Like him or not, Mr. Depardieu is indeed a French cinema iconic figure. And as an actor he deserves the recognition. His many roles made of him one of the big names of the movie industry, in France and abroad.
So, yes, for the Prime Minister, to call him a pathetic loser was uncalled for and could only infuriate a man who is, on and off the screen, larger than life.
What interests me the most in this story is how the French people are reacting.
Almost all are infuriated that one of the most renowned French actors gives away his French citizenship and harsh comments matching the tone of the Prime Minister describe Gérard Depardieu’s decision.
Okay, his choice to leave France for Russia is controversial considering Putin’s record when it comes to human rights. Incidentally Mr. Depardieu will probably get an apartment in Mordovia, where two members of the band Pussy Riot are now jailed, which adds up to a disputable choice.
Yet, it is a paradox that the French who do so little to make residents (natives, naturalized and immigrants alike) feel welcome in France, can react with such outrage when one of them takes the decision to leave.
As a French native who left France to become years later an American citizen, I vividly remember my personal process of naturalization, which I found emotionally meaningful.

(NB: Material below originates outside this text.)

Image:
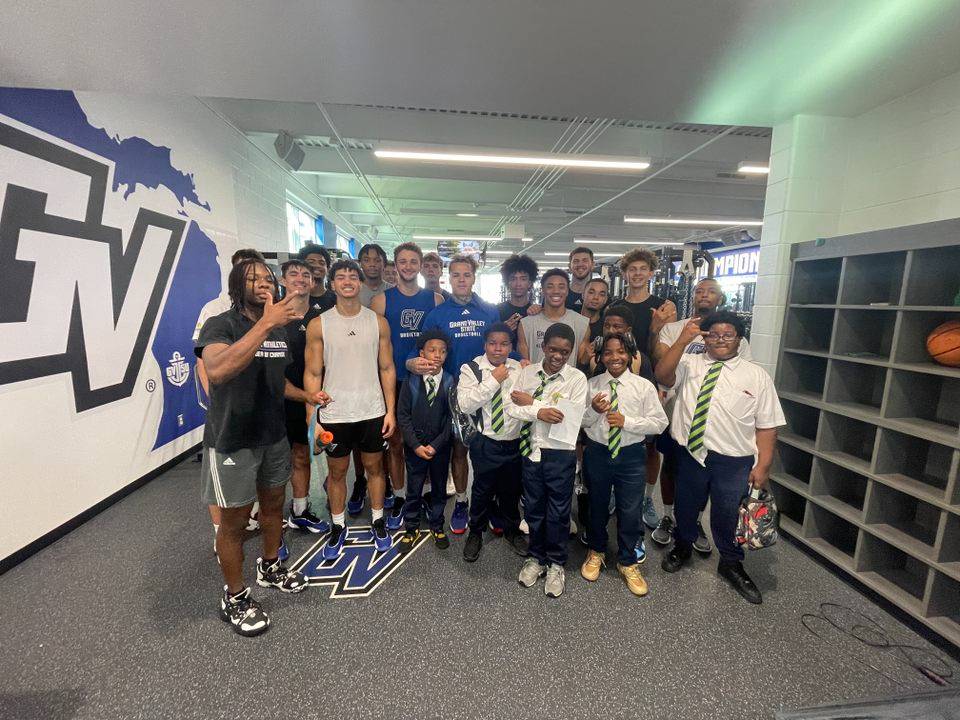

Did Mr. Depardieu feel the same way? Only he can tell.
“People from all over the world come to this country (the USA) and, almost magically, become Americans,” wrote Fareed Zakaria in the Times Magazine.
I can only agree with him. I felt American before my naturalization. There is indeed something special in this country that makes all of us want to be part of it as soon as we set foot on the American soil.
And I must say that it is not something that happens in France. Not instantly. Not necessarily.
The ultimate question remains the same. “What makes us citizen of a certain country?”